Governor’s economic committee urges action on additional stimulus, bold strategies for recovery from COVID-19

As the virus surges, expert Economic Recovery Committee makes federal stimulus a high priority to sustain Maine people and businesses and set stage for future growth

Governor Janet Mills today welcomed the release of the final report of the Governor’s Economic Recovery Committee (PDF), which outlines eight strategies to sustain Maine people and grow the Maine economy in response to the disruption caused by the COVID-19 pandemic.

With the virus’ resurgence in recent weeks, the Committee also issued a clarion call for more federal stimulus in order to sustain the economy in the near-term, particularly within hard-hit sectors like retail, tourism and hospitality.

Without new stimulus to protect Maine families and businesses, the Committee warned, many businesses and individuals will suffer irreparable damage from the pandemic.

Over the long-term, the Committee recommends action in eight targeted areas to chart Maine’s pathway to future prosperity, based on Maine’s 10-year Economic Development Plan released just months before the pandemic struck.

“I am grateful for the energy and diligence with which the entire committee approached this important work, particularly given the difficulties presented by the pandemic,” said Governor Mills. “These recommendations give us a strong roadmap to move our economy forward, and I strongly echo the committee’s call for added federal stimulus now, which will help sustain Maine people through these challenging times, allow us to continue fighting the pandemic head-on, and achieve our economic recovery.”

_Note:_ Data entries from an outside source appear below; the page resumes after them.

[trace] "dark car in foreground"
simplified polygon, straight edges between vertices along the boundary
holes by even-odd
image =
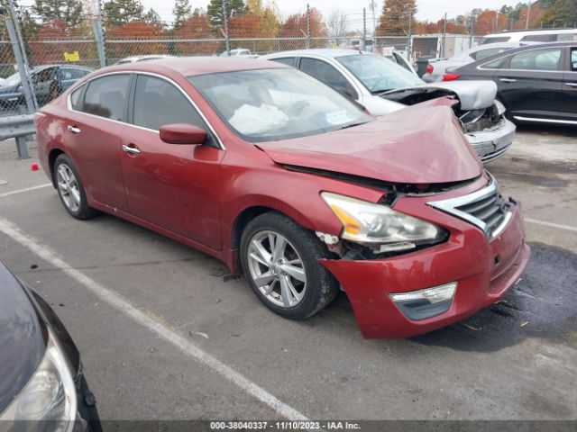
[[[169,58],[95,72],[35,122],[71,216],[105,212],[197,248],[286,318],[342,287],[365,337],[400,338],[493,303],[528,260],[520,206],[454,104],[377,119],[279,63]]]
[[[0,429],[100,429],[70,336],[48,303],[2,263]]]
[[[45,65],[34,68],[31,78],[36,99],[45,104],[58,97],[63,91],[83,78],[90,68],[75,65]],[[0,81],[0,104],[14,106],[24,102],[20,74],[16,72]]]
[[[577,41],[531,45],[448,69],[444,80],[491,79],[516,122],[577,125]]]

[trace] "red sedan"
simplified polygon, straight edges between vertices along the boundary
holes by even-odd
[[[520,207],[436,99],[379,120],[296,69],[242,58],[108,68],[36,115],[68,212],[105,212],[243,272],[289,319],[340,289],[366,338],[475,313],[529,256]]]

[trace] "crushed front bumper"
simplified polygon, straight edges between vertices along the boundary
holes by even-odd
[[[517,127],[507,119],[480,132],[467,133],[467,140],[483,163],[501,157],[513,143]]]
[[[410,213],[416,209],[414,202],[400,203],[397,210],[406,207]],[[427,209],[426,220],[451,230],[447,242],[387,259],[322,260],[321,264],[341,283],[364,338],[420,335],[473,315],[503,297],[518,281],[530,249],[525,244],[520,208],[516,205],[512,212],[505,230],[490,241],[470,223]],[[408,319],[389,295],[454,282],[458,286],[448,310],[426,320]]]

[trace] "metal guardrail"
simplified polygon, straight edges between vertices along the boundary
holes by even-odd
[[[0,141],[14,138],[18,157],[23,159],[28,158],[26,137],[34,133],[34,114],[0,117]]]

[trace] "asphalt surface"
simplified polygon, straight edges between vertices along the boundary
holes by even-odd
[[[69,328],[103,419],[577,419],[575,130],[521,128],[488,166],[523,202],[521,282],[464,322],[399,340],[363,339],[343,293],[286,320],[200,252],[112,216],[75,220],[50,187],[6,195],[47,183],[34,161],[0,143],[0,229],[30,242],[0,230],[0,259]]]

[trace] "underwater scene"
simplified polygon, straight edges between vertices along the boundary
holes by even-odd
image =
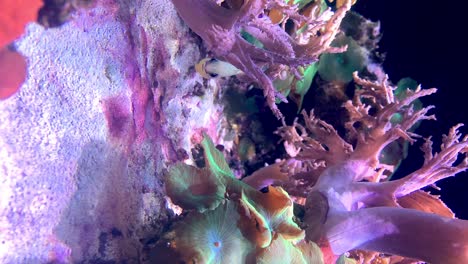
[[[0,0],[0,263],[468,263],[467,9]]]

“These eight clear, transformational strategies represent our committee’s dedication to delivering bold and achievable steps for Maine’s economy to recover from the disruption caused by COVID-19,” said Laurie Lachance, President of Thomas College and committee co-chair. “It has been an honor and a privilege to lead this remarkable committee in this important and challenging work.”

“I’m so thankful for the committee members’ willingness to build consensus around big ideas, and focus their attention amongst so many urgent needs,” said Josh Broder, CEO of Tilson and committee co-chair. “Our core recommendations are long-term in nature and should be built on the foundation of controlling the pandemic first, as Maine’s economic recovery depends on strong public health.”

The ERC recommendations for growth include bolstering innovation and entrepreneurship to grow new industries and accelerate transformation in existing ones; enhancing workforce development to retain workers displaced by the pandemic; and leveraging Maine’s desirability as a safe place to re-locate amid COVID-19 into a consistent program to attract diverse new people to the state.

To do this, the Committee said, requires significant, sustaining investments and innovation in early childhood care and education, the availability of broadband Internet access and digital devices across the state, and policies that address unaffordable and inaccessible housing options, especially around high-demand employment markets.

Above all, the Committee noted, the pandemic’s disproportionate impact across age, income geographic and racial lines in Maine demands a significant commitment to address long-standing structural inequity, which will in turn have a positive economic impact on the state.

"Our recommendations value the potential and continuing economic contributions of people of color in Maine," said Tae Chong, Portland City Councilor, Social Enterprise & Workforce Development Manager at Catholic Charities Maine, and chair of the ERC’s Diversity, Equity and Inclusion subcommittee. "We believe in the next ten years and beyond, they will contribute more to our economy, workforce and they will help to create new markets for Maine businesses both in and out of state. We need people of color in Maine to help grow our economy, so that all of Maine succeed and prosper."

Established by Governor Mills in mid-May, amid the first surge of COVID-19, the Economic Recovery Committee was formed to offer insight and expertise to the Mills Administration about the economic impact of the pandemic and to develop strategies in response.

The Committee’s first report in July informed Governor Mills’ allocations of Coronavirus Relief Funds for Maine schools, childcare providers, rental assistance, broadband Internet access to students, and the creation of the Maine Economic Recovery Grant program that has distributed $158.6 million to 3,551 Maine businesses and non-profits organizations.

“You have no idea how grateful, appreciative and humbled I am that PEAR's was a recipient of an Economic Recovery Grant. It was a ray of sunshine during this unpredictable time,” said Ivory Cavers, owner of Pear’s Ice Cream and Hoagies in Casco. “Because of this program, my family business that I have poured my heart and soul into and dreamt about having since I was a little girl will be able to survive.”

“I want to thank the ERC for its incredible work and recommendations, which will be invaluable going forward as we restore Maine’s pathway toward the 10-year Economic Development Strategy,” said Heather Johnson, Commissioner of the Department of Economic and Community Development. “There are challenges ahead, but the committee has provided us with detailed insight and direction that will help Maine people and grow our state’s economy.”

Links to the Committee’s reports, recordings of each full Committee meeting and presentation materials are available on the ERC website.